Do you live on Pond Street?

Students outside Maple Street School a few years after trees were planted along the street in 1871.

By Maggie Snyder for the Vicksburg Historical Society

Maybe you do but didn’t know it.

When the Village of Vicksburg was platted in the 1840s, names had to be assigned to the streets. They were Water Street, Main Street, Pond Street and Townline Road running north and south; and Prairie Street, Washington Street, Brady Street, Park Street and Section Line Road running east and west.

Brady Street was probably named for General Hugh Brady – see last month’s article – but it was re-named Maple Street in 1902 at resident’s request. Why?

Maple Street school, Vicksburg’s second school, was located on the southeast corner of present-day Maple St. and Michigan Ave. A letter written by a pioneer family member and dated 1876 states, “…Last Saturday (a) week ago the School Board procured Maple and Elm Trees for all the Schollars and each one that was disposed set out a Centennial Tree on the School Ground upwards to 150 trees was set making our School Grounds when the trees get to growing one of the Finest in the Co.” No doubt those trees DID “get to growing”, so that by 1902 they were a fine sight and provided appreciated shade for those living on the street.

Pond Street was the original name of present-day Kalamazoo Avenue because it ran along the western edge of a body of water named Lake Vicksburg.

This lake, or pond, was located to the north and east of the present-day school Administration Building. Once the pond dried up into a swamp, its name hardly made sense, and it was renamed Kalamazoo Avenue – a choice requiring no particular thought or imagination.

Water Street was the original name for present-day South Michigan Avenue because its northern terminus was the mill pond occupied by John Vickers’ grist mill. However, after the mill burned down around 1900, the residents of the street petitioned the Village to change the name to Michigan Avenue. Why? Like Kalamazoo Avenue, it was an easily accepted alternative.

Townline Road, running along the line dividing Schoolcraft and Brady Townships, became Richardson Street in honor of one of the earliest pioneers in the area.

Gould Richardson came to Kalamazoo County in 1838 and by 1842 had accumulated enough money to build a frame house on Townline in Vicksburg.

According to a Vicksburg Commercial article, Richardson often worked on the interior of his house at night by candlelight.
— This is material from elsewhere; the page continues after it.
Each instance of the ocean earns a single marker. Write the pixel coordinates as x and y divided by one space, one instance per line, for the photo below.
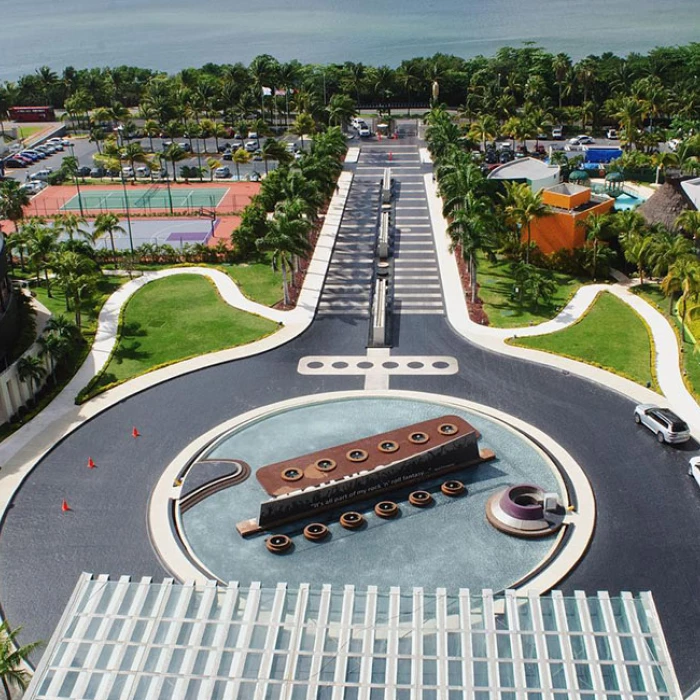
173 34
One evening he accidentally overturned a candle, setting his new house on fire. Despite his best efforts, the house was a total loss. And, to top it all off, he fell while carrying water to fight the fire and broke several ribs. Hearing of his troubles, merchants in Kalamazoo raised money to help him rebuild.

Richardson, his brother Solomon, his son John, and grandson Jerry were all involved in business in early Vicksburg and lived at one time or another on Townline Road. They planted and cared for the maple trees that still line the street today. In October of 1920, the close association of the Richardson family with that street led to the suggestion it be re-named to honor its part in Vicksburg’s history.

Did houses in the Village always have house numbers? No. House numbers weren’t needed until house-to-house mail delivery began in 1917. Previously, getting your mail meant a walk to the post office. Finally, residents got tired of the trek and asked the Village to petition the federal government for home delivery. The Village adopted the popular Philadelphia System that assigned a specific group of numbers to each consecutive residential block, starting from a central point. Street names were formalized, signs were ordered by the council and erected, house numbers were put up by homeowners, and house-to-house mail delivery began in the Village in May of 1917.

So what’s in a name – or number? Like everything else around us, the names of our streets and roads and the numbers on our houses all reflect our collective history, changing and growing over time.